Book online: https://www.history.ac.uk/events/speaking-freely-finding-words
This online panel conversation will examine the importance of opportunities to speak freely and be heard across time. It will consider the human and social capacities that underpin such freedom, as well as the material conditions that can hinder or enable its exercise. It takes both a historical and a contemporary perspective, exploring the role of archives in facilitating expression across time, and showcasing contemporary arts and humanities projects that empower individuals and groups to find words. The event will pay particular attention to marginalized groups who may find it difficult to speak, or whose voices may not be recognized, valued or recorded, such as refugees, children and prisoners. We will address the importance of finding words for individuals and for society and think critically about who gets to speak and who doesn’t.
The participants include:
Dave Carey and colleagues from the pioneering theatre company, Chickenshed, who will explain how they bring together people of all ages and from all backgrounds to produce theatre that celebrates diversity and inspires positive change through expression.
Arlene Holmes-Henderson and Tom Wright of the multi-disciplinary Speaking Citizens(Opens in new window) project which brings together educators and researchers to promote citizenship and education through talk.
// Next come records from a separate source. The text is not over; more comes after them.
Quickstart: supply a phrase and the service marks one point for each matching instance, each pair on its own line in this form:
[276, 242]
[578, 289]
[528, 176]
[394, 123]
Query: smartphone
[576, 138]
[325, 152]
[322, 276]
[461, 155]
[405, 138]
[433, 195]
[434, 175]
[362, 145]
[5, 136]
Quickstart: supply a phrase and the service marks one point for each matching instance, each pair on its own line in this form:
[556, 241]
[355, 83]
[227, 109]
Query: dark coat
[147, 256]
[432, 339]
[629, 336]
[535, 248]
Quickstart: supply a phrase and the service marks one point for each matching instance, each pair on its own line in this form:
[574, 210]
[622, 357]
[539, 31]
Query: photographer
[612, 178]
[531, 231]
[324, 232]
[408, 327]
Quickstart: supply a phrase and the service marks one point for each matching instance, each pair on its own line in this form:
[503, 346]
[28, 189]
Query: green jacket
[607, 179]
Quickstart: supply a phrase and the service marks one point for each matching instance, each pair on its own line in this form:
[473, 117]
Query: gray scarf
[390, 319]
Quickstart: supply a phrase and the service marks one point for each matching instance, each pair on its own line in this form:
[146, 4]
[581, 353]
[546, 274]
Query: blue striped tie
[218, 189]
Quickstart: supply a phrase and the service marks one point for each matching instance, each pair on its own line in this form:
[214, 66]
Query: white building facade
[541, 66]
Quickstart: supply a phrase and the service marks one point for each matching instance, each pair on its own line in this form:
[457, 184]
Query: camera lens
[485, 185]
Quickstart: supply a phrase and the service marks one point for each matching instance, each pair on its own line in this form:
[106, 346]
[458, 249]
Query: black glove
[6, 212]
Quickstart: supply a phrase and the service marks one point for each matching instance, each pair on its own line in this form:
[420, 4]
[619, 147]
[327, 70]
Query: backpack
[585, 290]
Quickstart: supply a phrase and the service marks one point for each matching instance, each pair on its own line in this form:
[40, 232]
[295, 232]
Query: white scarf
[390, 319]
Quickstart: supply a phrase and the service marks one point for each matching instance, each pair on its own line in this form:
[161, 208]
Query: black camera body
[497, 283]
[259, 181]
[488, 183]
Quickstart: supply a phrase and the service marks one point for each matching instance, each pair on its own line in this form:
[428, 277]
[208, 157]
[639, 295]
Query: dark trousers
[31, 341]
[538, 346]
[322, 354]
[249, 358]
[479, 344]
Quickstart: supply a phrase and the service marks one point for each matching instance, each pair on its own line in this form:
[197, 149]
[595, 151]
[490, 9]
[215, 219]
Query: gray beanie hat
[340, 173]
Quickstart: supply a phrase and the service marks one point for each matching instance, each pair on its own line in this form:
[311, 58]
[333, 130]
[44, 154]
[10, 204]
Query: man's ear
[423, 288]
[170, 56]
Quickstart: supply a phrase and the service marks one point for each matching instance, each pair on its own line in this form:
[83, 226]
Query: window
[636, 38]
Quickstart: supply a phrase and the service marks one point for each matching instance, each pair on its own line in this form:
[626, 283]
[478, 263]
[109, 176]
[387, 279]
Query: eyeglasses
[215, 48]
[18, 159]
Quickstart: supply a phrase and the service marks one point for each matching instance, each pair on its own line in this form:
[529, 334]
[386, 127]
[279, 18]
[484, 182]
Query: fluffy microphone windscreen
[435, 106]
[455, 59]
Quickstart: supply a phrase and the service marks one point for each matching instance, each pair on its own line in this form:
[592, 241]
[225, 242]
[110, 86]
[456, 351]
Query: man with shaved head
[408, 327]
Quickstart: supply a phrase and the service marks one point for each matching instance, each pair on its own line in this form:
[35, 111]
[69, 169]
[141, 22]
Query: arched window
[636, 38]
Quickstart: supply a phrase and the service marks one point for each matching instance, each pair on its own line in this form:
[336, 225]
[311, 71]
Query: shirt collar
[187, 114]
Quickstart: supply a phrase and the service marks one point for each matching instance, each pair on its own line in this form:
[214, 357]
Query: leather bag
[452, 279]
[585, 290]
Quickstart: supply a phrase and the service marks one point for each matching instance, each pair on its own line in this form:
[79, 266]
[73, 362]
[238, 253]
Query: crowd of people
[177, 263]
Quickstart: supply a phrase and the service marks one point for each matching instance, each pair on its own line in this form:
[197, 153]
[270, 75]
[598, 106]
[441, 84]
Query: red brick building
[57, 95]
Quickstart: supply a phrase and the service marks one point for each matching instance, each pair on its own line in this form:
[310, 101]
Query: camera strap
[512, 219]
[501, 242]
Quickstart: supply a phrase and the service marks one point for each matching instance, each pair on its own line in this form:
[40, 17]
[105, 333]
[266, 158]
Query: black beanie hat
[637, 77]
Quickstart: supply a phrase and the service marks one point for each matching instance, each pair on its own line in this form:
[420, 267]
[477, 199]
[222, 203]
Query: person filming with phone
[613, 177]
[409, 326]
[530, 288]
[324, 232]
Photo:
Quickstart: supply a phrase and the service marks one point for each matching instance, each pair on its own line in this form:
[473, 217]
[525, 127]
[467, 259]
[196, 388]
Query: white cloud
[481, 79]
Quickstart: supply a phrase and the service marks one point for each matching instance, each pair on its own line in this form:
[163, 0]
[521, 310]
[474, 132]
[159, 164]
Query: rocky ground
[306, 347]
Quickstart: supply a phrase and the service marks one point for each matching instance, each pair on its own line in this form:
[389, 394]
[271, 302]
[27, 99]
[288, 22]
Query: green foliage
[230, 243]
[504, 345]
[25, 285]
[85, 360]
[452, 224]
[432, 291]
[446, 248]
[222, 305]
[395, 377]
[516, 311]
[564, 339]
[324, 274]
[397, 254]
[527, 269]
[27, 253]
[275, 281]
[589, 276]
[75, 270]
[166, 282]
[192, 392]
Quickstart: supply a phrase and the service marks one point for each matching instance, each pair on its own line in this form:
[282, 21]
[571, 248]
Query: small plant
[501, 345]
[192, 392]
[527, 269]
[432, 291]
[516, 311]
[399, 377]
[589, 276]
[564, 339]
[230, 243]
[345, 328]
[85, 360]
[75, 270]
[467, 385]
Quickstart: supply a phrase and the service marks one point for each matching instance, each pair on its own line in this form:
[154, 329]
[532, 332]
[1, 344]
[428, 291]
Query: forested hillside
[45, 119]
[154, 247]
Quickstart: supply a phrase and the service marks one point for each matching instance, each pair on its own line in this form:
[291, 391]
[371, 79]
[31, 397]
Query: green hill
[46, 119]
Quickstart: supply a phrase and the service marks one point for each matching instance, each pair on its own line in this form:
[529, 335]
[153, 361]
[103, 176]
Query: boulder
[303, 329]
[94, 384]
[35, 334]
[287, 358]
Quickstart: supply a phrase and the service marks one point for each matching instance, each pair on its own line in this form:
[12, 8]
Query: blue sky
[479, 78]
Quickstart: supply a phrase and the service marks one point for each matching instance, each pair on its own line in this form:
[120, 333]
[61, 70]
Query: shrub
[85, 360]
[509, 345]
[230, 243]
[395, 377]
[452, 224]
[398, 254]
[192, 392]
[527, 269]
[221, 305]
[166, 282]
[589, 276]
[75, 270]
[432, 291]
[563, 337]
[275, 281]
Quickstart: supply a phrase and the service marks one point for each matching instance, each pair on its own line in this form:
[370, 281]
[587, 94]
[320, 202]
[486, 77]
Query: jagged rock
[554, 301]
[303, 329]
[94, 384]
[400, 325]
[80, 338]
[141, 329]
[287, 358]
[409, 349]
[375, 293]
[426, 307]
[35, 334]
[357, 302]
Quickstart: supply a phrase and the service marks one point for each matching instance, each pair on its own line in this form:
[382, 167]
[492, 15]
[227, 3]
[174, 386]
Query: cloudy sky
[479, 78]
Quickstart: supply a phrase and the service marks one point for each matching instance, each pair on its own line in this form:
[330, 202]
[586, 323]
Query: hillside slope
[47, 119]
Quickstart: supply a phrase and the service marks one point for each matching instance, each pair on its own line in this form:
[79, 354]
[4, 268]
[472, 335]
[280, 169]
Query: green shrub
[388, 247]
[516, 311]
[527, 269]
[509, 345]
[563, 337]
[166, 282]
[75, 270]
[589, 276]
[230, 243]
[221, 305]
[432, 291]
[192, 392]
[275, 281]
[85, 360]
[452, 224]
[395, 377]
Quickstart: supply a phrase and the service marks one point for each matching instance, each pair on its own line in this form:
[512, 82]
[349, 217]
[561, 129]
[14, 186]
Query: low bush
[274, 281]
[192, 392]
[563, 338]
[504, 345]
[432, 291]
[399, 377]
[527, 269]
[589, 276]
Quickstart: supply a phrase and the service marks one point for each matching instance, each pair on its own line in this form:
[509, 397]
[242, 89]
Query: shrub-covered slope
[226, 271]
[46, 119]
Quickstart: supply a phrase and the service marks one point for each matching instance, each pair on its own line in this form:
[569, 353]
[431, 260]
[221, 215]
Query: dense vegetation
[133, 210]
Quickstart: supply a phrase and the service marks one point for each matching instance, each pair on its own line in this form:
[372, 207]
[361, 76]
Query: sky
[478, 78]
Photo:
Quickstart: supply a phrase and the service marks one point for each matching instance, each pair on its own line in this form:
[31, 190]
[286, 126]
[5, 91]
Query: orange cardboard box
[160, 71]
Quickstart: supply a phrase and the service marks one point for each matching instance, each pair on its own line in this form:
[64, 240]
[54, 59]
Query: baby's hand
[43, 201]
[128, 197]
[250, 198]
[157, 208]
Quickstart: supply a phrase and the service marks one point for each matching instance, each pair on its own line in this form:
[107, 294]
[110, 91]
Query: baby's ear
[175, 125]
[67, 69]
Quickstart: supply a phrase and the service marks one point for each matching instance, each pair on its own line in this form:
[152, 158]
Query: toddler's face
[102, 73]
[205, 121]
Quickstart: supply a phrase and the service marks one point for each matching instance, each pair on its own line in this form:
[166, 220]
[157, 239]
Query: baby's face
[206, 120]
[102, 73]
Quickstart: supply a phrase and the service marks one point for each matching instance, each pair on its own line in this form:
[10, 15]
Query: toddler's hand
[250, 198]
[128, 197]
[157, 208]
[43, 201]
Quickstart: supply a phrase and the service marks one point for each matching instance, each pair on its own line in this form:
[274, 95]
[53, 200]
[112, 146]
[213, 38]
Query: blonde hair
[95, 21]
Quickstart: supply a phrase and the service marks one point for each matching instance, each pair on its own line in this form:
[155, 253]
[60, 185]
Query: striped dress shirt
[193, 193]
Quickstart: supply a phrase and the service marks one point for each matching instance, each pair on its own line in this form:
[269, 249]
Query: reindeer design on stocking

They will focus particularly on the role of oracy in schools.
Suzanne Rose, education and outreach officer at the Mass Observation Archive who will talk about the Beyond Boxes Project – a partnership with Blind Veterans UK, the Brighton Housing Trust and HMP Lewes, which has developed new ways for participants to share their life experiences. It has also addressed the barriers that prevent people from engaging with, and contributing to, archives of everyday life.
The panel will be collaboratively chaired by Katherine Harloe, Director of the Institute of Classical Studies and Claire Langhamer, Director of the Institute of Historical Research. Audience questions and comments will be particularly welcome.